Достоевский доводил ее до катастрофы, до самоотрицания, до конца.
Перед ним был не средневековый Фауст и не человек эпохи Гёте. Это был уже новый человек, и он предвидел в своих чувствах потрясения XX века. Он как будто угадывал, к чему приведет это «все позволено». И он мучился в предчувствии его последствий.
Так же, как Фауст, Раскольников и Карамазов шли через свои жертвы, оправдываясь тем, что так требует «цель». Потом им открывалась бездна, находящаяся под этой целью. Это была бездна безнравственности, бездна безответственности, бездна фашизма.
Слово это не произносится в романах Достоевского — он не знал его. Но разве дело в слове?

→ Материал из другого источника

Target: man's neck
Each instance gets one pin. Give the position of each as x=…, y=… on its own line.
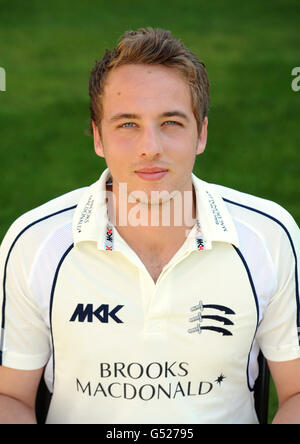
x=158, y=228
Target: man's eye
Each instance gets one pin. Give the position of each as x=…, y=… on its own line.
x=171, y=123
x=127, y=125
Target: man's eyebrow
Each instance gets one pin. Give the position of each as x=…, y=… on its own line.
x=175, y=113
x=121, y=116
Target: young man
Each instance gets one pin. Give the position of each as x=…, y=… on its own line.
x=148, y=295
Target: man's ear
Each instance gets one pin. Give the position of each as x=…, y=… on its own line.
x=202, y=137
x=97, y=140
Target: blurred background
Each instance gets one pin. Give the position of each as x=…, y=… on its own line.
x=48, y=49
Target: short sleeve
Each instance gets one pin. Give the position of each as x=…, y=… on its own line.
x=25, y=338
x=278, y=331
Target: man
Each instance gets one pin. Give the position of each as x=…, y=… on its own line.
x=148, y=295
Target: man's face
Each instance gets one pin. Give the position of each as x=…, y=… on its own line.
x=148, y=122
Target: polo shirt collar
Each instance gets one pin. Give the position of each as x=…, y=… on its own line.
x=214, y=222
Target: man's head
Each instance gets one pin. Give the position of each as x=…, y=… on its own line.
x=149, y=101
x=151, y=47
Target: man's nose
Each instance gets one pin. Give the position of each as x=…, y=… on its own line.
x=150, y=143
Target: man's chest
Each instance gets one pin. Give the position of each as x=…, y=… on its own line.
x=205, y=302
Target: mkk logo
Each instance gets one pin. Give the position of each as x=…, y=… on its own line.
x=87, y=313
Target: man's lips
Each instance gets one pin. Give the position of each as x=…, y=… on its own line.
x=151, y=170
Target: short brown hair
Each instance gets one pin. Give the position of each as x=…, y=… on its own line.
x=151, y=46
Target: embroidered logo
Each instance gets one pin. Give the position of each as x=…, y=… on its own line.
x=200, y=318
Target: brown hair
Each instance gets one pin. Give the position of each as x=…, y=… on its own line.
x=151, y=46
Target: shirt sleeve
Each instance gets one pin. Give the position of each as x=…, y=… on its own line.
x=25, y=337
x=278, y=331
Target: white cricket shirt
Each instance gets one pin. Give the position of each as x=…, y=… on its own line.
x=120, y=348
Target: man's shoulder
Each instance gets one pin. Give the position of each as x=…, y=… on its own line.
x=45, y=218
x=255, y=210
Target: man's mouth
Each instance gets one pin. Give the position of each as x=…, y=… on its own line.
x=151, y=173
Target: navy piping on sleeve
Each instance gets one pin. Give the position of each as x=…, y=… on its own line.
x=293, y=249
x=51, y=303
x=6, y=264
x=257, y=308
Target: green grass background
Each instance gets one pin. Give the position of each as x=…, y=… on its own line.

Кто стоит на конце цепочки «все позволено»? Смердяков. Кто ближе всех к «теоретику» Раскольникову? Убийца и растлитель девочек Свидригайлов.
Свидригайлов говорит Раскольникову: «Ты — Шиллер, а я — шулер». Шиллер — это нечто возвышенное, это убийство «с идеей». Шулер же — это пародия на «Шиллера», это тот же убийца, но без шиллеровщины. Это убийца, который говорит: «Да, я убиваю, и мои руки кровью пахнут. И делаю я это, потому что мне выгодно».
Посмотри на меня, говорит Свидригайлов Раскольникову, я же — это ты. Хоть ты сидишь передо мной, негодуешь и считаешь, что это не так.
И Раскольников с ужасом признает, что тот прав. Как ни мерзко это зеркало, но оно отражает его, Раскольникова!
Вот край бездны: свидригайловщина. Дальше уже нет края. Дальше пустота, безграничность, полная свобода аморальности.
Там, по ту сторону, орудуют уже не люди, орудуют «бесы».
Так назвал Достоевский героев своего другого романа. Бесы клубились и неистовствовали в этой пустоте, в этой нравственной невесомости. Они казнили, не мучаясь, «перешагивали», не содрогаясь. Их верховный «бес» — Петр Верховенский, прикрываясь «идеей», делал, что хотел. Этот уездный «Наполеон» уже предвещал Гитлера. У него были, те же привычки, те же чувства, тот же комплекс неполноценности.
Иван Карамазов и Раскольников отворачивались от этой бездны. Они каялись на краю ее и возвращались в люди. Они обуздывали свой разум и отдавали его во власть любви.
Достоевский исследовал все варианты, все «выходы», которые они могли выбрать. В «Преступлении и наказании» он заставил самого Раскольникова совершить убийство. Он вручил ему топор и дал возможность увидеть дело рук своих. Он заставил его ужаснуться этим делом непосредственно.
В «Братьях Карамазовых» он отдалил палача от идеолога. Убивал Смердяков, а Иван Карамазов лишь ждал этого, лишь идею подавал. Идея была философской, а вывод из нее следовал практический. Иван пекся о свободе своего духа, а свобода эта требовала крови.
Дистанция между Иваном и Смердяковым была близка дистанции между Фаустом и «тремя сильными». И Фауст и Иван не обагряли рук кровью. Они стояли над исполнением. И в этой дистанции был очередной искус, который предлагал им черт.